Grupa teatralna działająca przy wojnickim GOK-u wystawiła spektakl z dedykacją dla doktor Ewy Aloksy.
- Chorzy potrzebują wielu rzeczy - skutecznego leczenia, fachowości lekarzy, wsparcia rodziny, modlitwy, ale także dużo serdecznych myśli - mówiła przed spektaklem Małgosia Król, jedna z byłych "Fantastycznych". Tak właśnie nazywa się wojnicka grupa teatralna, która 19 września wystawiła dramat Witolda Gombrowicza "Iwona, księżniczka Burgunda". Spektakl dedykowali pochodzącej z Wojnicza doktor Ewie Aloksie, która przebywa w szpitalu.

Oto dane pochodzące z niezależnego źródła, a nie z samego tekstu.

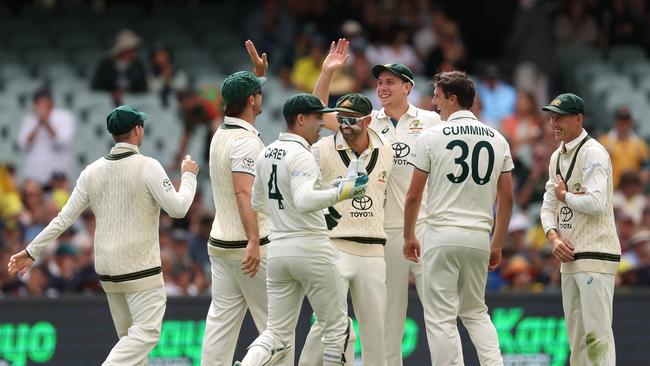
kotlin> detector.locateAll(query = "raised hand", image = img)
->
[323,38,350,72]
[244,39,269,76]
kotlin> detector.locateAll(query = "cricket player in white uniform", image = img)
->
[314,39,441,366]
[404,71,514,366]
[300,93,393,366]
[236,93,368,366]
[9,106,199,366]
[541,93,621,366]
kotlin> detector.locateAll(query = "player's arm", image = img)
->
[556,146,612,216]
[244,39,269,77]
[8,170,89,276]
[540,151,575,262]
[142,155,199,218]
[402,134,431,263]
[403,167,429,263]
[488,171,514,271]
[289,153,339,213]
[313,38,350,131]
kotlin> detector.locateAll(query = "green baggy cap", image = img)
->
[542,93,587,114]
[106,105,147,136]
[282,93,335,117]
[334,93,372,116]
[221,71,266,104]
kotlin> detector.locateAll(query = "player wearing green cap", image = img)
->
[9,106,199,365]
[201,41,293,366]
[300,93,393,366]
[540,93,621,366]
[314,39,441,366]
[236,93,368,366]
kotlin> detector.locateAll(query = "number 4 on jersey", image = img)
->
[268,164,284,210]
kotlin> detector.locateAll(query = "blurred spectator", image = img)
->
[424,21,467,77]
[500,90,544,167]
[149,43,189,107]
[504,0,553,107]
[515,142,552,211]
[18,89,75,184]
[19,179,59,242]
[476,65,517,128]
[613,172,646,225]
[90,29,147,105]
[0,164,23,222]
[174,89,223,168]
[555,0,598,59]
[602,0,641,47]
[598,107,649,189]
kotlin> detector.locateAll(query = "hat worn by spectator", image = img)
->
[282,93,336,118]
[110,29,141,57]
[372,64,415,85]
[106,105,147,136]
[542,93,586,115]
[221,71,266,104]
[334,93,372,116]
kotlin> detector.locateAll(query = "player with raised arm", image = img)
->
[314,39,440,366]
[235,93,368,366]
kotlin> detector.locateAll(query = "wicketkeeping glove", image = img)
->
[338,175,368,201]
[323,206,341,230]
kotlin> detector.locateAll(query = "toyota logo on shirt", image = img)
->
[352,196,372,211]
[392,142,411,159]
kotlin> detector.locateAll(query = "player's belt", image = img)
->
[573,252,621,262]
[208,236,270,249]
[97,267,162,282]
[332,236,386,245]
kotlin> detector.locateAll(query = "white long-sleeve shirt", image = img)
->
[540,130,621,273]
[26,143,196,292]
[18,108,75,184]
[252,133,338,258]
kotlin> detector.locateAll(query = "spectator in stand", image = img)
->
[149,43,189,107]
[476,65,517,127]
[555,0,598,59]
[18,89,75,184]
[174,89,223,166]
[598,107,649,189]
[613,171,646,225]
[90,29,148,105]
[500,90,544,167]
[504,0,553,107]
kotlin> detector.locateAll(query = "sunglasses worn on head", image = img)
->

- Spektakl miał być wyrazem szczególnej łączności z panią Ewą Aloksą, którą nazwać można i trzeba Wielkim Przyjacielem naszej grupy. To ona zawsze nas wspiera, inspiruje, wciąż pyta, czy czegoś nie potrzebujemy; funduje nam słodycze, bywało, że nas dokarmiała. Bywała na próbach, użycza nam mebli i rekwizytów do przedstawień - mówi Ewa Kłusek, założycielka i opiekunka "Fantastycznych", reżyserka spektaklu i pomysłodawczyni akcji.
Przed spektaklem rozdawano papierowe motyle, na których widzowie przybyli do kina "Wawel" mogli zapisywać życzenia dla pani doktor. Mają jej - podobnie jak samo przedstawienie - dodać skrzydeł w walce z chorobą.